I have the following power series:
$$ \sum_{n = 1}^{\infty} (1 + \frac{1}{n^{1/n}} )^{n} \sin^{2n}(\frac{n \pi}{3}) z^{n} $$
The question asks me to find the radius of convergence.
Here is my attempt:
I consider the ratio test with $a_n =(1 + \frac{1}{n^{1/n}} )^{n} \sin^{2n}(\frac{n \pi}{3}) z^{n}$
$$ \frac{a_{n+1}}{a_n} = \frac{(1 + \frac{1}{(n+1)^{1/(n+1)}} )^{n+1} \sin^{2n+2}(\frac{(n+1) \pi}{3}) z^{n+1}}{(1 + \frac{1}{n^{1/n}} )^{n} \sin^{2n}(\frac{n \pi}{3}) z^{n}} $$
I tried to simplify this expression, but it seems to be complicated and unapproachable. I am stuck this way. Is there another way to solve this problem?

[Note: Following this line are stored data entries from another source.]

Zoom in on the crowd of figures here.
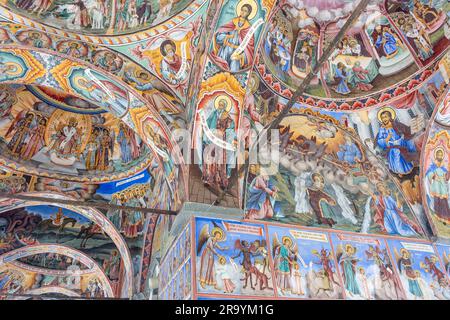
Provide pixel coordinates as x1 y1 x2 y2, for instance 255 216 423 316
1 103 146 174
261 0 448 97
107 184 152 239
11 0 188 33
0 267 108 298
187 217 450 300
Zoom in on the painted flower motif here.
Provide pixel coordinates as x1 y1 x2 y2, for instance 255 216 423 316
273 82 282 92
379 93 391 102
407 79 420 89
257 64 266 75
264 74 273 85
365 98 377 107
393 86 406 96
328 101 338 109
339 102 351 110
317 100 327 108
352 101 363 109
282 89 293 98
305 97 316 106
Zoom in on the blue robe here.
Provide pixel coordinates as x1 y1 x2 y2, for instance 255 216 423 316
376 126 416 174
341 255 360 295
377 195 417 237
337 142 362 164
334 67 351 94
376 31 398 57
246 177 275 212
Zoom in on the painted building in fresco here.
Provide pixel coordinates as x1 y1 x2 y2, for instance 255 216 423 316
0 0 447 300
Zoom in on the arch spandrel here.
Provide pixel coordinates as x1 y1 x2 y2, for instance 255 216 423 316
0 194 134 297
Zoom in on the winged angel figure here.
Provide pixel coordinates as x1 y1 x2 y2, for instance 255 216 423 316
197 221 229 289
271 233 305 294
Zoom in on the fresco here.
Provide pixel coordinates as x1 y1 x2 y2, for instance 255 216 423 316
0 262 112 298
194 217 274 298
158 221 191 300
388 0 450 65
0 205 126 292
254 0 448 110
267 225 343 299
330 233 404 300
244 112 424 238
434 243 450 278
0 85 151 183
386 239 449 300
0 0 195 36
422 113 450 238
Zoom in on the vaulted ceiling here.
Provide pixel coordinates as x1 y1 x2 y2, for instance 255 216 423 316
0 0 447 299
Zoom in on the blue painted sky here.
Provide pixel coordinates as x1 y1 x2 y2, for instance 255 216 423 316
26 205 90 224
195 217 267 263
267 225 336 273
95 168 151 199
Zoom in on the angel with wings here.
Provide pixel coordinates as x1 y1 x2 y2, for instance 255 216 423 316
420 256 447 287
336 244 361 297
197 222 229 290
272 234 300 294
394 248 423 299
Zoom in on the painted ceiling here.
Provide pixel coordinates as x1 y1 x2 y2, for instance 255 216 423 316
0 0 447 300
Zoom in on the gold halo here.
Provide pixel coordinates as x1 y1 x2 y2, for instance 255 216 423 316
434 147 445 159
345 244 355 253
214 95 232 112
74 75 89 90
400 248 410 258
211 227 225 241
281 236 293 247
236 0 258 20
377 107 397 123
4 62 22 76
248 73 260 94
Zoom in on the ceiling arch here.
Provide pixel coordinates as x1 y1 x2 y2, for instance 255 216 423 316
0 0 205 43
0 244 114 297
0 192 134 297
0 84 155 183
0 44 187 206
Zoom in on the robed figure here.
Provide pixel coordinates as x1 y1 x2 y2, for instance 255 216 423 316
337 244 361 297
376 108 417 175
426 148 450 224
371 182 420 237
197 223 228 290
201 96 236 189
245 174 277 220
211 4 255 72
51 117 81 157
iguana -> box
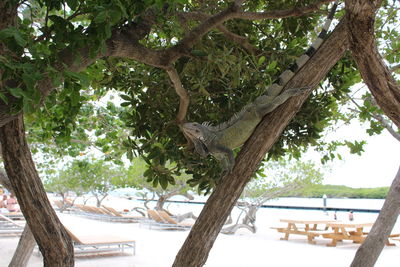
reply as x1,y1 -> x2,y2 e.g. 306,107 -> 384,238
182,1 -> 338,175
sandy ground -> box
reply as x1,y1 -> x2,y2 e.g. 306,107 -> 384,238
1,200 -> 399,267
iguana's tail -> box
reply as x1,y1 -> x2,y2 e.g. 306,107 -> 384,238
265,0 -> 339,96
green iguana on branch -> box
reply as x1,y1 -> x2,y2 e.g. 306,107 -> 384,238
182,1 -> 338,175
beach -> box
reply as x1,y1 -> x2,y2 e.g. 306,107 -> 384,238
1,197 -> 399,267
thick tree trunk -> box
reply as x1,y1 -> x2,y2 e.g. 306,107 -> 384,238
9,225 -> 36,267
345,2 -> 400,264
350,166 -> 400,267
345,0 -> 400,128
172,18 -> 349,267
0,115 -> 74,266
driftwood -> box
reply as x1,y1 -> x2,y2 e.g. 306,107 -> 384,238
221,183 -> 302,235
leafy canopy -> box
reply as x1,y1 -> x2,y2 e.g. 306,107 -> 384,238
2,0 -> 398,192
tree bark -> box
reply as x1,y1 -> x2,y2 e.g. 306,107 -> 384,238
9,225 -> 36,267
172,18 -> 349,267
350,165 -> 400,267
345,0 -> 400,128
0,115 -> 74,266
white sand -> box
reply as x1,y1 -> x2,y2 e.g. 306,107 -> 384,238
1,199 -> 399,267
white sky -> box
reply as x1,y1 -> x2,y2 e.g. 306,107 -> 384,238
308,121 -> 399,188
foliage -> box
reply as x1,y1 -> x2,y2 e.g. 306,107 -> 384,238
45,158 -> 125,206
44,164 -> 87,199
27,94 -> 129,175
242,159 -> 324,201
1,0 -> 398,193
289,184 -> 390,199
113,157 -> 192,195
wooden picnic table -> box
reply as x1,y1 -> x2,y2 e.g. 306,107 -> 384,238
322,222 -> 385,247
272,219 -> 336,244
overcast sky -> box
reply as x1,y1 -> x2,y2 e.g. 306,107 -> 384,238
309,121 -> 399,188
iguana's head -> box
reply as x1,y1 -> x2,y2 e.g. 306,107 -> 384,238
182,122 -> 211,157
182,122 -> 208,140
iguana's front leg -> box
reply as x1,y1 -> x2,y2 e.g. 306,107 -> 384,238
192,138 -> 209,157
211,144 -> 235,176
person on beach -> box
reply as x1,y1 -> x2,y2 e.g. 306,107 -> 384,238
0,194 -> 9,213
348,210 -> 354,221
6,194 -> 19,212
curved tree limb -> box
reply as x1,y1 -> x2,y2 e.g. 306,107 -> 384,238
345,0 -> 400,128
178,11 -> 260,54
166,67 -> 190,124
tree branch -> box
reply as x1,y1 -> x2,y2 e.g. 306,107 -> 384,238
179,11 -> 260,54
166,67 -> 190,124
391,63 -> 400,73
0,0 -> 338,128
234,0 -> 334,20
216,25 -> 261,55
345,0 -> 400,128
347,94 -> 400,142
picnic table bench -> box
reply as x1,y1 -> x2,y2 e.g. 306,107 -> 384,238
323,222 -> 399,247
272,219 -> 336,244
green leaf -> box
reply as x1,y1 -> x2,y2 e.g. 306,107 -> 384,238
127,149 -> 133,160
108,10 -> 122,24
159,177 -> 168,189
0,27 -> 27,47
120,94 -> 132,101
66,0 -> 78,10
64,70 -> 90,87
267,60 -> 277,70
120,102 -> 130,107
8,87 -> 29,99
94,11 -> 108,24
258,56 -> 266,66
152,178 -> 159,188
0,92 -> 8,104
144,168 -> 152,177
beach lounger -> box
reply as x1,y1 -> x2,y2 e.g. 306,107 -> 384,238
145,210 -> 192,230
71,204 -> 143,223
158,210 -> 194,227
63,224 -> 136,256
0,213 -> 24,236
102,205 -> 143,220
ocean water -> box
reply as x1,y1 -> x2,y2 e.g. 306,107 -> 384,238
264,197 -> 385,210
103,194 -> 386,212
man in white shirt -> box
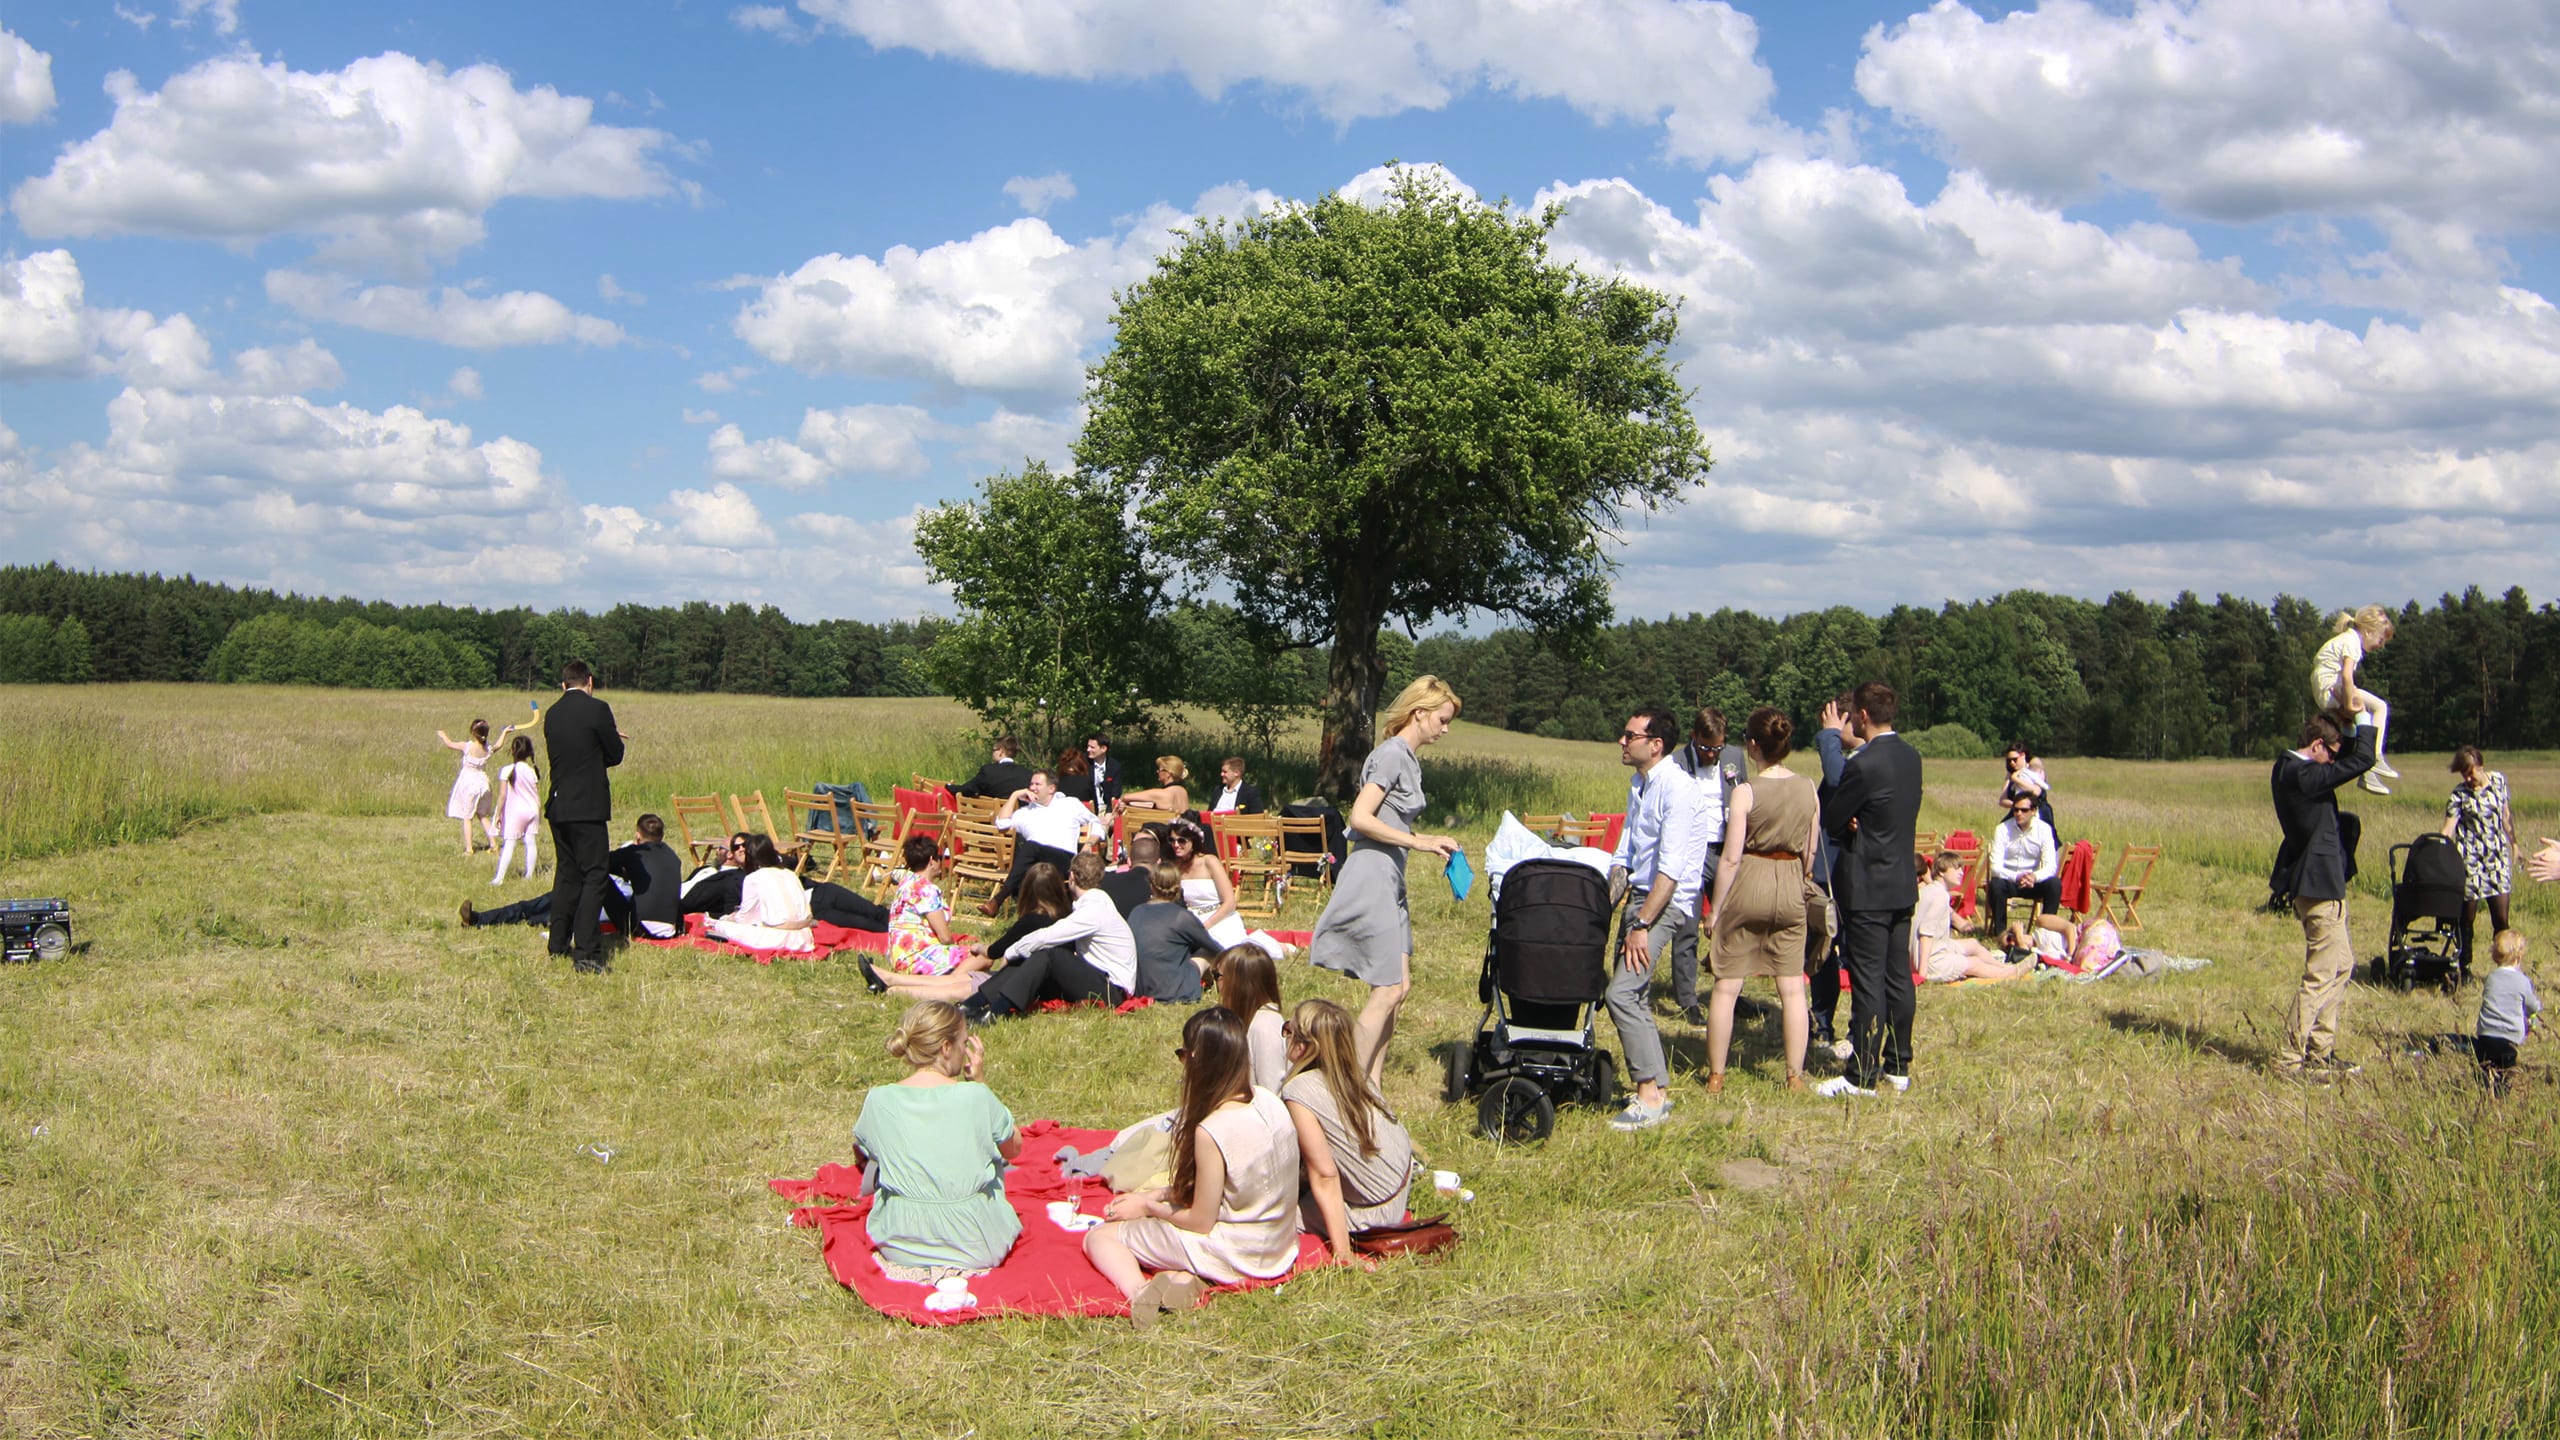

Denoting $ \left(\forall n\in\mathbb{N}\right),\ b_{n}=\left(1+\frac{1}{\sqrt[n]{n}}\right)^{n} $, and $ \left(\forall n\in\mathbb{N}\right),\ c_{n}=b_{n}\left(\frac{3}{4}\right)^{n} $, and $ \left(\forall n\in\mathbb{N}\right),\ a_{n}=b_{n}\sin^{2n}{\left(\frac{n\pi}{3}\right)} $. $ R_{a} $ is the radius of convergence of $ \sum\limits_{n\geq 0}{a_{n}z^{n}} $, and $ R_{b} $ the radius of convergence of $ \sum\limits_{n\geq 0}{b_{n}z^{n}} \cdot $
Note that $ \left(\forall n\in\mathbb{N}\right),\ \left|\sin{\left(\frac{n\pi}{3}\right)}\right|\leq\frac{\sqrt{3}}{2} $, hence $ \left|a_{n}\right|\leq b_{n}\left(\frac{\sqrt{3}}{2}\right)^{2n} $, and thus $ R_{c}\leq R_{a} \cdot $
Since $ c_{n}\underset{n\to +\infty}{\sim}2^{n}\left(\frac{3}{4}\right)^{n} $, we get that $ R_{c}=\frac{2}{3} $, and thus $ R_{a}\geq \frac{2}{3} \cdot $
Setting $ z=\frac{2}{3} $, we know $ \left(1+\frac{1}{\sqrt[n]{n}}\right)^{n}\sin^{2n}{\left(\frac{n\pi}{3}\right)}\left(\frac{2}{3}\right)^{n}\underset{n\to +\infty}{\sim}\left(\frac{2}{\sqrt{3}}\sin{\left(\frac{n\pi}{3}\right)}\right)^{2n} $, which does not approache $ 0 $ when $ n $ goes to $ +\infty $, which means the series diverges and thus $ R_{a}\leq\frac{2}{3} $
Conclusion : $$ R_{a}=\frac{2}{3} $$